Cheney, who drew a primary opponent on Wednesday after her vote, has said she has no intentions of stepping down.
"I'm not going anywhere. This is a vote of conscience,” Cheney said last week. “It's one where there are different views in our conference. But our nation is facing an unprecedented, since the civil war, constitutional crisis.”
Some House Republicans have privately chastised McCarthy, who allies say is trying to quell rancor within the party, for not doing more to call out Trump for his role in the failed insurrection that left five people dead.
McCarthy drew criticism on Thursday for saying Trump did not incite the Capitol riot, seemingly contradicting his previous remarks made on the House floor this month that Trump bore some responsibility for the attack.
"I don't believe he provoked it if you listen to what he said at the rally," McCarthy told reporters.

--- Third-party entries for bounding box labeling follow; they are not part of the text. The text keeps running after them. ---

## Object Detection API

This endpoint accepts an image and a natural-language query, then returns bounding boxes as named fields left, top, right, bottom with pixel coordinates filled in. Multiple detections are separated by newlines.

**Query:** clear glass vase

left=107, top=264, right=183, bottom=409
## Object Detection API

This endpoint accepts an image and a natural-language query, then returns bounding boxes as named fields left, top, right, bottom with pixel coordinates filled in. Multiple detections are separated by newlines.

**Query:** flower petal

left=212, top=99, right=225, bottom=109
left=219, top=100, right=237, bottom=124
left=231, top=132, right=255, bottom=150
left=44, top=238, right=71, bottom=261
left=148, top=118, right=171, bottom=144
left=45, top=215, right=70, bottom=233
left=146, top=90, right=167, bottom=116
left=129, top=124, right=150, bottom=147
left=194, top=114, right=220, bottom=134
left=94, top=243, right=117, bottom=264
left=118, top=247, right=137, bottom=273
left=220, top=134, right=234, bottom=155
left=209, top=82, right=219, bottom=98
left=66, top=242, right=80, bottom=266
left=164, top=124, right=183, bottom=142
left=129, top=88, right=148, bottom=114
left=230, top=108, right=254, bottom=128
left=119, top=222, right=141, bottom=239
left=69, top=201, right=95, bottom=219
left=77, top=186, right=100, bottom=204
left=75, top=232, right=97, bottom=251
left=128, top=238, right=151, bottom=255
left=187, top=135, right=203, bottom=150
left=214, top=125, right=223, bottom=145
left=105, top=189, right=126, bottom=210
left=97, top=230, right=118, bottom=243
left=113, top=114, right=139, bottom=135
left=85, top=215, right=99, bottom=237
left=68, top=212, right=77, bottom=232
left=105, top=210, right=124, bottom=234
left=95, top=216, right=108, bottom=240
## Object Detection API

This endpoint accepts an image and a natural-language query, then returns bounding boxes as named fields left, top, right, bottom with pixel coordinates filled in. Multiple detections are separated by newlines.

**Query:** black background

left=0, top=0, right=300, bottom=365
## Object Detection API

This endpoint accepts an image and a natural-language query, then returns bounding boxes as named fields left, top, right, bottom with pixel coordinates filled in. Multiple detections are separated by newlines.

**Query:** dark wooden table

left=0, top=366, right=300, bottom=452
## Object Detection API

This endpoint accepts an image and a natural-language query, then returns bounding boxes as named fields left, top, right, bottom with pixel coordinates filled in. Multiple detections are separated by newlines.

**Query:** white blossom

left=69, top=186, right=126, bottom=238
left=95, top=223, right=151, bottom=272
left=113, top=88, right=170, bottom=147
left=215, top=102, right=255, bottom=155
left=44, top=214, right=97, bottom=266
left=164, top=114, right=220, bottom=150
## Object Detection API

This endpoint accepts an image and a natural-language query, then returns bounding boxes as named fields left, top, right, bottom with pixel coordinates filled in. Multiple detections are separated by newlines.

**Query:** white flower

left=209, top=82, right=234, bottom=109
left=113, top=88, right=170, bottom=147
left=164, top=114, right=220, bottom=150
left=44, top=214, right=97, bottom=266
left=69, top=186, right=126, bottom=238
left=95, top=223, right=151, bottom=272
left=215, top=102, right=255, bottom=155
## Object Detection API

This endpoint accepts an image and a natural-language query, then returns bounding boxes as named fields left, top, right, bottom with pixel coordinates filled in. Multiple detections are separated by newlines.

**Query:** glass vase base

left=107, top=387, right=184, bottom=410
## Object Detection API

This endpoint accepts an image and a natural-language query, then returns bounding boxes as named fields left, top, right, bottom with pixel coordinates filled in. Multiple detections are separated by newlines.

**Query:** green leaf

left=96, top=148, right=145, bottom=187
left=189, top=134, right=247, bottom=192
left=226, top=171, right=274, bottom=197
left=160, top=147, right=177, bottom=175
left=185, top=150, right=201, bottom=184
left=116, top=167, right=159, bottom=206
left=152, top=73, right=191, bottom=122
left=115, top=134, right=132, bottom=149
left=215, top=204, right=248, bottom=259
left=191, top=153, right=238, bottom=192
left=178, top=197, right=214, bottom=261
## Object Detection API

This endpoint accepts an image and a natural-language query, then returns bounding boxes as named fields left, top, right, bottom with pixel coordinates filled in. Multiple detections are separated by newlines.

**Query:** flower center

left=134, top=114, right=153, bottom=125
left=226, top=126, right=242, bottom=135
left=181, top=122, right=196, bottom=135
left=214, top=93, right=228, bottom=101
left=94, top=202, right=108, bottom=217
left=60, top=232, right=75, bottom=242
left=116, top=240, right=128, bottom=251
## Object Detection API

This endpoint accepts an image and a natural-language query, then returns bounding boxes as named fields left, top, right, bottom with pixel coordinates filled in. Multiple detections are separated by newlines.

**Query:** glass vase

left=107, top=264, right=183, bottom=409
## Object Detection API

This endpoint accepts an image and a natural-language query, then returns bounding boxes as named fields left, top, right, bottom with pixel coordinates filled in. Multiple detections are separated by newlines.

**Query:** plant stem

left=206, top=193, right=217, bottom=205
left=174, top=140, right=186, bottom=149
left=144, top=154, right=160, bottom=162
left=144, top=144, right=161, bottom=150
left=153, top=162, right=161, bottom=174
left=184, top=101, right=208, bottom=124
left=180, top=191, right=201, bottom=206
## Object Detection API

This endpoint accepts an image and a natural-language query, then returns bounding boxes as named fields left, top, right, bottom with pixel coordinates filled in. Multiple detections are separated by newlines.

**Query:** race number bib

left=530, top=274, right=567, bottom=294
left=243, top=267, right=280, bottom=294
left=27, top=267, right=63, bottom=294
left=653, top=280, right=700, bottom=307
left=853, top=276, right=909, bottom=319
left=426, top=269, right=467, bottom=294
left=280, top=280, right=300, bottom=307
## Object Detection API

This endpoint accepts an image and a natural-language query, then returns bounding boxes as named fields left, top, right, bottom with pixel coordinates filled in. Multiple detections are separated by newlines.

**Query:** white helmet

When pressed by Van Susteren, McCarthy insisted that “everyone” — including Trump — bore responsibility for the Capitol riots, a comment which provoked heated reactions on social media.
A spokesman for McCarthy clarified the comment later on Saturday, saying the House GOP leader meant that Americans have a shared responsibility "to lower the political temperature" and didn't intend to assign blame to everyone for the riot.
McCarthy said he was also left out of the loop by Rep. Marjorie Taylor Greene’s announcement to file articles of impeachment against President Joe Biden on Thursday.
Greene told “the public before she told me,” McCarthy said of the Georgia Republican’s effort to oust Biden from office, which is certain to fail.
McCarthy backed Greene, a staunch Trump supporter who has embraced parts of the QAnon conspiracy theory, on her right to submit the articles, but disagreed with the decision.
“I think it's best, especially with what we have gone through with the Democrats, let's not stoop to their level, let’s believe in the rule of law,” McCarthy said. “I just don't think the timing and the case is right at this time, in this moment."